Après Réparer les vivants, l’auteure française a décidé de consacrer un roman à cette institution bruxelloise trop peu connue chez nous mais pourtant à renommée internationale dans le monde de la restauration et du trompe-l’œil. La protagoniste du roman y suit les cours en 2007 et découvre un monde rigoureux où l’œil et l’imaginaire sont les meilleurs outils de travail pour imiter bois et marbres rares. Son parcours initiatique professionnel la mènera ensuite dans de somptueuses maisons praticiennes en passant à la Cinecitta de Rome où des décors d’époques différentes côtoient le monde réel jusqu’à l’expérience suprême dans un site archéologique où l’artiste d’aujourd’hui va s’effacer pour juste « répliquer » le travail des anciens dans le respect du temps et de l’ouvrage admirable qui se détériore.
J’ai aimé :
- la question posée sur le rapport entre le vrai et le faux. Les peintres en décor sont-ils de dangereux faussaires ou d’autres raisons animent-elles leur minutieux travail ? Mais où est notre monde : celui de l’imaginaire ou celui du réel ?
- la précision et le travail documentaire fouillé du roman, qui sembleront peut-être excessifs à certains
- l’extraordinaire complémentarité entre le roman qui nous fait toucher, respirer, voir, ressentir l’ambiance de la rue du Métal et la visite privée de l’Ecole Van der Kelen que j’ai eu la chance de vivre. Grâce à Maylis de Kerangal, un monde fascinant est à portée de main du lecteur, je l’ai vérifié.

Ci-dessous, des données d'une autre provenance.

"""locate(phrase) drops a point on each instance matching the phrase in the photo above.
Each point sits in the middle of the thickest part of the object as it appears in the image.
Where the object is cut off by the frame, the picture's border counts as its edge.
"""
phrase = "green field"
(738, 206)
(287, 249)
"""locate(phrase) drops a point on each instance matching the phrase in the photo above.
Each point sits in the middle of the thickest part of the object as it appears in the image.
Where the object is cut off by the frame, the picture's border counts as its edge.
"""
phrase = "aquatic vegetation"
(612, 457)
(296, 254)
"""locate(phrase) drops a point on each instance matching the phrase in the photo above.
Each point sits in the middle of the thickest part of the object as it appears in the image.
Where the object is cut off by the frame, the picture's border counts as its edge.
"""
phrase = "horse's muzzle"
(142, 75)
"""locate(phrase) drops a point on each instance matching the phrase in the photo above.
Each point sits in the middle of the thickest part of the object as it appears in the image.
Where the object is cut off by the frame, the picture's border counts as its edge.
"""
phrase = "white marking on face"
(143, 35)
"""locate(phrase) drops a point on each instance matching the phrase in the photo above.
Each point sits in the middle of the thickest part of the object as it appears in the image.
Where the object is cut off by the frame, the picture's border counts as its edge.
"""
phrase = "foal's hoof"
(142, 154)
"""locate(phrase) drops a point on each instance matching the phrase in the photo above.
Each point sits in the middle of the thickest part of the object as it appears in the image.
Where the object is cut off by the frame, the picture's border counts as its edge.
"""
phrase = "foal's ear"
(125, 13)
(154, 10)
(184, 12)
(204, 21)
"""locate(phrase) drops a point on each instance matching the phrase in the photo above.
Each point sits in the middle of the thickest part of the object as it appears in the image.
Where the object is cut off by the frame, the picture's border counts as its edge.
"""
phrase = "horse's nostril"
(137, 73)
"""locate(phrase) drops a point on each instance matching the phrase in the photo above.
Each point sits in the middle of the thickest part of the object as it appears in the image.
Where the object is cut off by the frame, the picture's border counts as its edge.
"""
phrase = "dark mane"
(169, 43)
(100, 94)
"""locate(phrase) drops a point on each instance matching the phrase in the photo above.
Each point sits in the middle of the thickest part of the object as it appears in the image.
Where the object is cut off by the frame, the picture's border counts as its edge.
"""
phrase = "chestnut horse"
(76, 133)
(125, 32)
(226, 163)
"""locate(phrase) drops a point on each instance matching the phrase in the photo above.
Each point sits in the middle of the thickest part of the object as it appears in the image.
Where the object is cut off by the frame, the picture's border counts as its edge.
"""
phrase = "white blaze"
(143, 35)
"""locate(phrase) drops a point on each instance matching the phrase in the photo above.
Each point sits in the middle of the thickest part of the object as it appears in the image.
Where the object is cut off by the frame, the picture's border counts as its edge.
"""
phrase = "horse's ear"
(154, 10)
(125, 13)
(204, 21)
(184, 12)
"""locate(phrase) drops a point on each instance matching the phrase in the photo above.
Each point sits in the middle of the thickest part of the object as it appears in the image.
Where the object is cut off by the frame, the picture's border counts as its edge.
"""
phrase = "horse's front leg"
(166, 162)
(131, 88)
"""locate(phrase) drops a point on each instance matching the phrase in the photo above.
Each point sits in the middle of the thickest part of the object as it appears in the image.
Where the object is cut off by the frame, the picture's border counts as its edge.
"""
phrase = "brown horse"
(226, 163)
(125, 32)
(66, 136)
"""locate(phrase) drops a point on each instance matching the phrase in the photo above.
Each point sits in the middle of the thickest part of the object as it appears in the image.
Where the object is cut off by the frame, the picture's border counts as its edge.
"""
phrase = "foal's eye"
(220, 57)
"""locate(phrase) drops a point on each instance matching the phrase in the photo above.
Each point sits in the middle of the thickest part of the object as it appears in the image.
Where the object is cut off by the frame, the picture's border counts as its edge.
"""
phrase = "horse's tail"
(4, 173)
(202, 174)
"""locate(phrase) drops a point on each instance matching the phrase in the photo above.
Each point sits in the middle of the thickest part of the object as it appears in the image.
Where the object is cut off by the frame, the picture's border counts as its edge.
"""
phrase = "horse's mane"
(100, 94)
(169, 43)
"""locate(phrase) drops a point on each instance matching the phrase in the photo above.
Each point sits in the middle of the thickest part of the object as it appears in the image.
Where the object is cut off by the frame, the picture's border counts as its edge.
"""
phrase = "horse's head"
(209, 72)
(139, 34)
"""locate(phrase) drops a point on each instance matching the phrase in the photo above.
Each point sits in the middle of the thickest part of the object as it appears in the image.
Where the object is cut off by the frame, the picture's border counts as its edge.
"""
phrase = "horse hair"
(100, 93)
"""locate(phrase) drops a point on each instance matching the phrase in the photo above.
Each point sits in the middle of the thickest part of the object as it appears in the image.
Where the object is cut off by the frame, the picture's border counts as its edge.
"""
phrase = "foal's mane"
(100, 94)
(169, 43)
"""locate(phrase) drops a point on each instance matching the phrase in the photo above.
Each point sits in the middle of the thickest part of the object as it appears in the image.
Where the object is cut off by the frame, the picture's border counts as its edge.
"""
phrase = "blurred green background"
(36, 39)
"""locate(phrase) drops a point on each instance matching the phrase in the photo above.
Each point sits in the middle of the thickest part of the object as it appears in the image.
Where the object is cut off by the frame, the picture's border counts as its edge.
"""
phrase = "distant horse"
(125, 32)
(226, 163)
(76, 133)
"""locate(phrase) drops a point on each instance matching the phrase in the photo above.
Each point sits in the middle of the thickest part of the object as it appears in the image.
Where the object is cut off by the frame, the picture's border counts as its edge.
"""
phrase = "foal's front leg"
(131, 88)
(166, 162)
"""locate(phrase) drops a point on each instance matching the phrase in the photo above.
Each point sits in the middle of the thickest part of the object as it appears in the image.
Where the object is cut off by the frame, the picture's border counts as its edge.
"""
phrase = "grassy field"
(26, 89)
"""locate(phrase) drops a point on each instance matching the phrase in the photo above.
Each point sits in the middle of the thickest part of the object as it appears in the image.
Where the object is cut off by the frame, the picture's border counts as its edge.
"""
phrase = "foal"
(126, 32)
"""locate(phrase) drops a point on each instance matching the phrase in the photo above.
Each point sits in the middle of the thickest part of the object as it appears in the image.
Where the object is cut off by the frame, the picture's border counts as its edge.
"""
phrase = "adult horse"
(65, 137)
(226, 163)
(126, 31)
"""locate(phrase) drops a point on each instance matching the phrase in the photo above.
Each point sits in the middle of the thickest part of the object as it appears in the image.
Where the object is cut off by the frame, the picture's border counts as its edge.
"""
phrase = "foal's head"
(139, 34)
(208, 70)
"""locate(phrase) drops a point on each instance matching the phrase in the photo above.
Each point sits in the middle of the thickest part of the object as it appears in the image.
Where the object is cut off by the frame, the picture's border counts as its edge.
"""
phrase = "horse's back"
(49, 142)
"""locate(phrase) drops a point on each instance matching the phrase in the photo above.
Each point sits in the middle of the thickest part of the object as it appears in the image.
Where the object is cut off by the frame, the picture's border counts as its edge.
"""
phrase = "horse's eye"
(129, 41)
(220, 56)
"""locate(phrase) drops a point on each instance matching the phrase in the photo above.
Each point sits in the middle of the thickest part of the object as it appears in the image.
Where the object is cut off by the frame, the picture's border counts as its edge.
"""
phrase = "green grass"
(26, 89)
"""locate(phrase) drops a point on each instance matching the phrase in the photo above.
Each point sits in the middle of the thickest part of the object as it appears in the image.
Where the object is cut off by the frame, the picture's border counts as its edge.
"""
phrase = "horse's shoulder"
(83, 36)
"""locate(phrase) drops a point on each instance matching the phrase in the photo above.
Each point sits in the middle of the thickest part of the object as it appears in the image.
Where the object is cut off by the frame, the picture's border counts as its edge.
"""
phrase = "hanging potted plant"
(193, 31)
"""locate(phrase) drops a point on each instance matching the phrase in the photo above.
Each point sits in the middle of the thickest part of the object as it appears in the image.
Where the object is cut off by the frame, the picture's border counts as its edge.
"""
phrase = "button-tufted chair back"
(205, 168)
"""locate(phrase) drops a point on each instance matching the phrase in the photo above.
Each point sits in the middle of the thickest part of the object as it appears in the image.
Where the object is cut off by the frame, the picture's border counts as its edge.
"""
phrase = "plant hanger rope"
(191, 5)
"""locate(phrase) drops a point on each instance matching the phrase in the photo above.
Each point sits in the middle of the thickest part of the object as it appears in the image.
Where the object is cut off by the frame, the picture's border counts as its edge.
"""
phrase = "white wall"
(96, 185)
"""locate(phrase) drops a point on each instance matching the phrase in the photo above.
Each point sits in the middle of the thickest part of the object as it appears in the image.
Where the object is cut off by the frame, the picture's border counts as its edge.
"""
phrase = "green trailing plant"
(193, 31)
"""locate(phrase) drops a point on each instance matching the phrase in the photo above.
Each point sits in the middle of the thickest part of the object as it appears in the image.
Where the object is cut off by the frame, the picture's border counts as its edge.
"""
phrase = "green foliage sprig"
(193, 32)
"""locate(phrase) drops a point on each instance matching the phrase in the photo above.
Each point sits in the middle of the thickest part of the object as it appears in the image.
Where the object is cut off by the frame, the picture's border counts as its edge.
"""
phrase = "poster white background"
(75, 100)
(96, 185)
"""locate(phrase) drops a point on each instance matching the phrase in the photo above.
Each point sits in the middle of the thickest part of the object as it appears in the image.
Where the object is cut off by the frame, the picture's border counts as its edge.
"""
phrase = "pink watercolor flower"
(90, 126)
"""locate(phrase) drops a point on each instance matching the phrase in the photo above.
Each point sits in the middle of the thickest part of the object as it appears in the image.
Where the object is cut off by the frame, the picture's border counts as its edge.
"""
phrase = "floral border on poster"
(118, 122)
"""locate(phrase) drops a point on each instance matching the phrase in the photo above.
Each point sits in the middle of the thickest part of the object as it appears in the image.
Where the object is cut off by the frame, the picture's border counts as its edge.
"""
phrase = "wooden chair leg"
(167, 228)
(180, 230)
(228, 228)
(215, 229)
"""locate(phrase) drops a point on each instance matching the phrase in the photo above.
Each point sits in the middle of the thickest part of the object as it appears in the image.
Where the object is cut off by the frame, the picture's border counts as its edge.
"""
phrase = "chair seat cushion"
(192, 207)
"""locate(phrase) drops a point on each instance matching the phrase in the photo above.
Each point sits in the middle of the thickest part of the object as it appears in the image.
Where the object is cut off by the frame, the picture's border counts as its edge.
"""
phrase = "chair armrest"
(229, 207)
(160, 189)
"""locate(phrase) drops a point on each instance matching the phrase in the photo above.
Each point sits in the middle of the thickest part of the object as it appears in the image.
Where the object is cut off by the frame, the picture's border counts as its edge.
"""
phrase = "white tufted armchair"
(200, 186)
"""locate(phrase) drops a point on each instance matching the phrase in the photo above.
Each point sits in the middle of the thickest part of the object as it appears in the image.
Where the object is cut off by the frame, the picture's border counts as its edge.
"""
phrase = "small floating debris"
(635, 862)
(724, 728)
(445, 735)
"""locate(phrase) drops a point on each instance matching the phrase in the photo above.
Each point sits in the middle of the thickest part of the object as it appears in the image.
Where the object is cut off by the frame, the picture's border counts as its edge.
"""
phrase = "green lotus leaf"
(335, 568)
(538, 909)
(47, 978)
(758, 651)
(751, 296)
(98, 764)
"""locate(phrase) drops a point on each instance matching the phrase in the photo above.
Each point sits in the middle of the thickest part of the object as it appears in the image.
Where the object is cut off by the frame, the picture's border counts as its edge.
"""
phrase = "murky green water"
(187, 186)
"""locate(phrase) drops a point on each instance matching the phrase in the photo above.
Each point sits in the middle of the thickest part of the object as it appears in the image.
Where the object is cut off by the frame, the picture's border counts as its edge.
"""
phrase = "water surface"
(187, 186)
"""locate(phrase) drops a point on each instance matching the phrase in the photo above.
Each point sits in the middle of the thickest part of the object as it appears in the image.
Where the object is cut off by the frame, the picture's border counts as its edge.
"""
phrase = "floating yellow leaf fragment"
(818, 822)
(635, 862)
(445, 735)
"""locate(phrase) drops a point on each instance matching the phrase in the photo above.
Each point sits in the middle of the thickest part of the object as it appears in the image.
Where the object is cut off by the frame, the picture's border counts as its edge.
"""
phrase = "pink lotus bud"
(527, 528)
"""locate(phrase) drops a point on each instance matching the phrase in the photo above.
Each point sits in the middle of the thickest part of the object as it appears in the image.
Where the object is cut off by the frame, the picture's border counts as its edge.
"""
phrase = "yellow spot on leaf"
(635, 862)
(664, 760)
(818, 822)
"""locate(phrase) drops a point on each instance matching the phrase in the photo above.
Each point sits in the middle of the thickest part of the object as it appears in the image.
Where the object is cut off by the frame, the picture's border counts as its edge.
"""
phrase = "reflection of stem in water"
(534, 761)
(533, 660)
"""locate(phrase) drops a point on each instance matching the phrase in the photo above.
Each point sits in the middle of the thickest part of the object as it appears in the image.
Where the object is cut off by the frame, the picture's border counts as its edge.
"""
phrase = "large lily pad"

Soudain, Paula enjambe son sac, s’avance lentement vers les plaques de marbre- de la brèche violette- , elle le saura plus tard-, pose sa paume à plat sur la paroi, mais au lieu du froid glacial de la pierre, c’est le grain de peinture qu’elle éprouve. Elle s’approche de tout près, regarde : c’est bien une image. Etonnée, elle se tourne vers les boiseries et recommence, recule puis avance, touche comme si elle jouait à faire disparaitre puis à faire revenir l’illusion initiale (…), atteint la fenêtre, prête à se pencher au- dehors, certaine qu’un autre monde se tient là, juste derrière, à portée de main, et partout son tâtonnement lui renvoie de la peinture. Pourtant, une fois parvenue devant la mésange arrêtée sur sa branche, elle s’immobilise, allonge le bras dans l’aube rose, ouvre la main afin de glisser ses doigts entre les plumes de l’oiseau, et tend l’oreille dans le feuillage.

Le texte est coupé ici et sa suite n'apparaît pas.